Rachel Cusk on book groups:

Ashamed, I sat there wondering how the reality of life could have no power over them. It was my impression that they hadn't particularly liked any of the books they'd read, and I believed that this was because the books they'd read bore no relation to their own existence, to the kinds of houses they lived in, the relationships they had, the things they felt, their ordinary experience of sorrow, of doubt, of morality, of time. Yet it seemed they did not want to read about those things. Perhaps they wanted to escape them. At the end of the evening I asked them which book they'd enjoyed the most. Well now - they'd have to think. That meant going back a few years. The group had started as an antenatal group, you see. Somewhere along the line the books had replaced the babies. Finally they concurred: it was Barbara Kingsolver's The Poisonwood Bible, a novel too good to be "pure entertainment", though it was certainly gripping, and too political to qualify as "freak literature", though the experiences of its heroine are unusual. A novel of female experience and family life, only set in Africa with a rip-roaring storyline.

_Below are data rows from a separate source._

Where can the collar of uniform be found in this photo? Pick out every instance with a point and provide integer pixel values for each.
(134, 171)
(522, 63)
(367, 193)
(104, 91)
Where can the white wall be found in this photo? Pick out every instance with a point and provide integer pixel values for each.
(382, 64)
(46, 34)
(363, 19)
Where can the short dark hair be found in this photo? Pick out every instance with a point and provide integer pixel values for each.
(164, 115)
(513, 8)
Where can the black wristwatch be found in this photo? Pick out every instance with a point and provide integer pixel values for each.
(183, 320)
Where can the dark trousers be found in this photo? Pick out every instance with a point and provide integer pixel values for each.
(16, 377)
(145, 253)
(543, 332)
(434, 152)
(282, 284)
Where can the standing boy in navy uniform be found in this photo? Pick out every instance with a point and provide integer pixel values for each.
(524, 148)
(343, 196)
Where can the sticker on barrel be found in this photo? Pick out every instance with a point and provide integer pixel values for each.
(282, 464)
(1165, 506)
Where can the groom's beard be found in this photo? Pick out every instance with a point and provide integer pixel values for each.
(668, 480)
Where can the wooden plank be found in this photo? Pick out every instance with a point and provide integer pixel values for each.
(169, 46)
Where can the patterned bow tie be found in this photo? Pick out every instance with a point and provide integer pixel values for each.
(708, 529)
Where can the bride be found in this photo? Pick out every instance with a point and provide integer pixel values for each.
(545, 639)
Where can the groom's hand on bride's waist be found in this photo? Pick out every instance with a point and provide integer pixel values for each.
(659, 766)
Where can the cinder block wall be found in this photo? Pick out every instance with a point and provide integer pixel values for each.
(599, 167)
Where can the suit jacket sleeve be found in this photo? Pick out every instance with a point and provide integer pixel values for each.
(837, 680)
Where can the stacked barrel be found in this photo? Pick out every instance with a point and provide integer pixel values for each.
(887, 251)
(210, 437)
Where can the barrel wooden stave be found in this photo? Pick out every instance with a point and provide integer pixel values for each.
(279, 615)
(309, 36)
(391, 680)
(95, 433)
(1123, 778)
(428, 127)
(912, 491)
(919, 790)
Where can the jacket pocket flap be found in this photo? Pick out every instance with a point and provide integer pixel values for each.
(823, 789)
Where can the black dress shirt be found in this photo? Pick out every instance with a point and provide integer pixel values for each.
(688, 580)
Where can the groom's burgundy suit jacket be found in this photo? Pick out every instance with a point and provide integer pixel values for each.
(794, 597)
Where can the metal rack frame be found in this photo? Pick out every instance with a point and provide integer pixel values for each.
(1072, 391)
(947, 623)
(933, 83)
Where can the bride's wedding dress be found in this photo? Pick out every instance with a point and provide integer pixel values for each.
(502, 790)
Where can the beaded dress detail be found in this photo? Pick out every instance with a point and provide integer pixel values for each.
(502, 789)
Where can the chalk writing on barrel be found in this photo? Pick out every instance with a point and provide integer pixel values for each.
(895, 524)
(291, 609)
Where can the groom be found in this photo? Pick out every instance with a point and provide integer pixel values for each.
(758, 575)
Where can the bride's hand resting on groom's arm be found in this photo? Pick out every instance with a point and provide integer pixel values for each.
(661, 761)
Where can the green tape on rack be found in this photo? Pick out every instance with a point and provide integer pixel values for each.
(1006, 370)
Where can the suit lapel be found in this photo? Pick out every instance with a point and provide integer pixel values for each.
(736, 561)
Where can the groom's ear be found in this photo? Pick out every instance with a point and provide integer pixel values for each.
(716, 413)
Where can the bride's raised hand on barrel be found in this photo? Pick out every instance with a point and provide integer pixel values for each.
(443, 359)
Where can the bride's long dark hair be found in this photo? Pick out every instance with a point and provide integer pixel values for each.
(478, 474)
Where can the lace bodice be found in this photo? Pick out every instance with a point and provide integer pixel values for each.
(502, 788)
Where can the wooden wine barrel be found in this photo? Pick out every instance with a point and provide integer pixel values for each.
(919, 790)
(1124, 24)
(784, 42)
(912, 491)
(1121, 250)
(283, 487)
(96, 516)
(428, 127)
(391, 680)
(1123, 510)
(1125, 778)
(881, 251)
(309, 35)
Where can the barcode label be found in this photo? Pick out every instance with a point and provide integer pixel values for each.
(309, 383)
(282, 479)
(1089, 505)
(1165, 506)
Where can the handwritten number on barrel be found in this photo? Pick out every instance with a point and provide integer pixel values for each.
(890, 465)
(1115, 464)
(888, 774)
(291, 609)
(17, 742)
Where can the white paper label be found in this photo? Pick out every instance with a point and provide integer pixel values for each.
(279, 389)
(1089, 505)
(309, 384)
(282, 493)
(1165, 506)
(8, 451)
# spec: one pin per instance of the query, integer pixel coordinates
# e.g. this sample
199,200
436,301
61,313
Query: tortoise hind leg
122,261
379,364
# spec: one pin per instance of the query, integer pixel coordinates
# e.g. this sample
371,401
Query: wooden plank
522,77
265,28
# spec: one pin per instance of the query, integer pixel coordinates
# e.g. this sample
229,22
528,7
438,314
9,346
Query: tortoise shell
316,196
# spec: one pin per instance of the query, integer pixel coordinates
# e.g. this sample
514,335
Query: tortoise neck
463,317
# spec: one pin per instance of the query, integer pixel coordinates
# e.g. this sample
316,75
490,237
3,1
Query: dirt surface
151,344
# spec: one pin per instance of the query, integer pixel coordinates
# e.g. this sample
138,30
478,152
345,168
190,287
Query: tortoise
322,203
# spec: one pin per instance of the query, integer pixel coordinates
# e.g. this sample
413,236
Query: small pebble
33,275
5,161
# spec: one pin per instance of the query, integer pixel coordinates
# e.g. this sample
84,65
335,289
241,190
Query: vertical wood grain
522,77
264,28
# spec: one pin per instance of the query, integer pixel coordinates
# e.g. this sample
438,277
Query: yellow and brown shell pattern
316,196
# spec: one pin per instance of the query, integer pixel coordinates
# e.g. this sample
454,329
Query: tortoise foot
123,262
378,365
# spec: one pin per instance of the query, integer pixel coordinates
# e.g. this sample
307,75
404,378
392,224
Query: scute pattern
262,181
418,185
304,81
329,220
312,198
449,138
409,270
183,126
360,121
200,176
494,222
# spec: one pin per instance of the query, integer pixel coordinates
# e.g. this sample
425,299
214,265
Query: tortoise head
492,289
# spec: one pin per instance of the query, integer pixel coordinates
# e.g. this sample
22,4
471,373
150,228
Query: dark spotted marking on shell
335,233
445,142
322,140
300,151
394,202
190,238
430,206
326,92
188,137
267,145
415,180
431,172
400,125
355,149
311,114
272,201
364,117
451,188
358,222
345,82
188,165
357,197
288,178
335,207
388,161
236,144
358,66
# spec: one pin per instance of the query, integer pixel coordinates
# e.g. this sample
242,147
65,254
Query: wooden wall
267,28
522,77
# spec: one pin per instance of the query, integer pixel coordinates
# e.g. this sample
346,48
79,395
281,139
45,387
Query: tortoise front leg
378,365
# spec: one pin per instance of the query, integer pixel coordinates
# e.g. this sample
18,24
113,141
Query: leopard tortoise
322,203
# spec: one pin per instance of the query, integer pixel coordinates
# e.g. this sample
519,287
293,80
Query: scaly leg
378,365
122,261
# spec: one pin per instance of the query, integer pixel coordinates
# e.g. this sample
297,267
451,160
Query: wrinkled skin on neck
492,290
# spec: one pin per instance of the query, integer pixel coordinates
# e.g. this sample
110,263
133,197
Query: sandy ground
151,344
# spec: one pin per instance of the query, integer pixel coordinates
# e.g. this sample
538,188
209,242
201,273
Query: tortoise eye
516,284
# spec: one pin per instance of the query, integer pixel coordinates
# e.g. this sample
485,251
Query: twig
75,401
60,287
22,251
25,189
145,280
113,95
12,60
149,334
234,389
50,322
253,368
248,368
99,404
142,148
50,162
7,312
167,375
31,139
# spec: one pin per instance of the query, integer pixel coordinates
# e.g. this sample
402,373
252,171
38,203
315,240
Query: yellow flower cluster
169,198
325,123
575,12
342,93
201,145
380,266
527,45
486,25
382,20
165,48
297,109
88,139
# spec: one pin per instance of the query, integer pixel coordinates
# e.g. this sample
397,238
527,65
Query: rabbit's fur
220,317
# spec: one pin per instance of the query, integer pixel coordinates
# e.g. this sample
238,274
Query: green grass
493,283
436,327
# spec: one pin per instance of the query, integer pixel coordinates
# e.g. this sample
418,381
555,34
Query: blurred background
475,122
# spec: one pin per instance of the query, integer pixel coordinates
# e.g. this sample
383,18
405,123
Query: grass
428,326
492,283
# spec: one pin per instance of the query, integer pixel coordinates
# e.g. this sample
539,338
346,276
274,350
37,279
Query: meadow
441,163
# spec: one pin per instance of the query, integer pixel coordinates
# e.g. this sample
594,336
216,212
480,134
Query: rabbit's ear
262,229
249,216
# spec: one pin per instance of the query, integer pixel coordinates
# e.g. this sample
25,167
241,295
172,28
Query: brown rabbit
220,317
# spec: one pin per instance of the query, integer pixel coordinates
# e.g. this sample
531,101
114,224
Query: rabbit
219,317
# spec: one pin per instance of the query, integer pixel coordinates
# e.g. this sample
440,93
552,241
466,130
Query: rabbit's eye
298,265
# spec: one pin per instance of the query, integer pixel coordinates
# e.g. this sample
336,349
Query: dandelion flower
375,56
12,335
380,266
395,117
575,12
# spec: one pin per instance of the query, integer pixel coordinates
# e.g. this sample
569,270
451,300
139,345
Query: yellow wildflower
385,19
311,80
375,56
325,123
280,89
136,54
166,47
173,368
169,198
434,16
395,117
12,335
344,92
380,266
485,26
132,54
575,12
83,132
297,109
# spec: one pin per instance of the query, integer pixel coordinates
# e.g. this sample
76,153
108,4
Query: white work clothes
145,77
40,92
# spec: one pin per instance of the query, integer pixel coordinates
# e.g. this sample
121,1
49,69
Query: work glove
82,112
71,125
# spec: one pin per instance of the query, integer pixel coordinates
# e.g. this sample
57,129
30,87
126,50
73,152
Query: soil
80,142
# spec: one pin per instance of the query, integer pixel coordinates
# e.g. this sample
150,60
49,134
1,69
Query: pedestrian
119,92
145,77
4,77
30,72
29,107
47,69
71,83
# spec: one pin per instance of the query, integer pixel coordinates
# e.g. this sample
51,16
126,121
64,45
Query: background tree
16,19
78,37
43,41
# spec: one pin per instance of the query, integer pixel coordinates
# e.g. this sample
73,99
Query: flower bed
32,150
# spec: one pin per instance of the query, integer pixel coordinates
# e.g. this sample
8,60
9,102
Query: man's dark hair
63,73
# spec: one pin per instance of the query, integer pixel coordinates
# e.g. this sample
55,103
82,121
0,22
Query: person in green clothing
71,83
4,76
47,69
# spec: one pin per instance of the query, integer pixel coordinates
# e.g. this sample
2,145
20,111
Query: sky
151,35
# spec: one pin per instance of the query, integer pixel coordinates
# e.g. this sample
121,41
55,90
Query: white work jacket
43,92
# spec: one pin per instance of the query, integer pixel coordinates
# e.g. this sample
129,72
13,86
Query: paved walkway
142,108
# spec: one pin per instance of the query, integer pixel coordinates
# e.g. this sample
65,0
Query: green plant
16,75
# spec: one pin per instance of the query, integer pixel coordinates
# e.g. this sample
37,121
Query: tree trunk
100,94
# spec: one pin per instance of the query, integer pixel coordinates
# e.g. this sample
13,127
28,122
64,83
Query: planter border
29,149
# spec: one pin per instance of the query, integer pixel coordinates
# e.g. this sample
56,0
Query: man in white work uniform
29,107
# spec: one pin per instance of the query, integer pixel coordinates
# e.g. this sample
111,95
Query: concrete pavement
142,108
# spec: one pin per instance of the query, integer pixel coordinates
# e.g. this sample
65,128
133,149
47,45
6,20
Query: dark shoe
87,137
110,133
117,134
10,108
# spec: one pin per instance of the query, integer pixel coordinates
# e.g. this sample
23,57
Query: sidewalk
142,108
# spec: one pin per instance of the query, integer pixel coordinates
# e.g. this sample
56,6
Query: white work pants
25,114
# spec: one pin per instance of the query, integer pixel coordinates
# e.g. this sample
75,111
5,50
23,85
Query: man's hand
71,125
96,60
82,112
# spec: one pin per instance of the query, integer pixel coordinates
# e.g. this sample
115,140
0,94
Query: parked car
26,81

Zoe Williams on what MPs plan to read on vacation (Dan Brown and J.K. Rowling):

[W]hy aren't they embarrassed? Why aren't they at least pretending a greater intellectual evolution than this? What are they trying to hide? That they really prefer Enid Blyton?

Hendrik Hertzberg:

How did we—not just Americans but human beings in general—come to be? Opinions differ, but for most of recorded history the consensus view was that people were made out of mud. Also, that the mud was originally turned into people by a being or beings who themselves resembled people, only bigger, more powerful, and longer-lived, often immortal. The early Chinese theorized that a lonely goddess, pining for company, used yellow mud to fashion the first humans. According to the ancient Greeks, Prometheus sculpted the first man from mud, after which Athena breathed life into him. Mud is the man-making material in the creation stories of Mesopotamian city-states, African tribes, and American Indian nations.

Gravity refuted:

KANSAS CITY, KS--As the debate over the teaching of evolution in public schools continues, a new controversy over the science curriculum arose Monday in this embattled Midwestern state. Scientists from the Evangelical Center For Faith-Based Reasoning are now asserting that the long-held "theory of gravity" is flawed, and they have responded to it with a new theory of Intelligent Falling.

Alice Munro's "The View From Castle Rock":

On a visit to Edinburgh with his father when he is nine or ten years old, Andrew finds himself climbing the damp, uneven stone steps of the Castle. His father is in front of him, some other men behind—it’s a wonder how many friends his father has found, standing in cubbyholes where there are bottles set on planks, in the High Street—until at last they crawl out on a shelf of rock, from which the land falls steeply away. It has just stopped raining, the sun is shining on a silvery stretch of water far ahead of them, and beyond that is a pale green and grayish-blue land, a land as light as mist, sucked into the sky.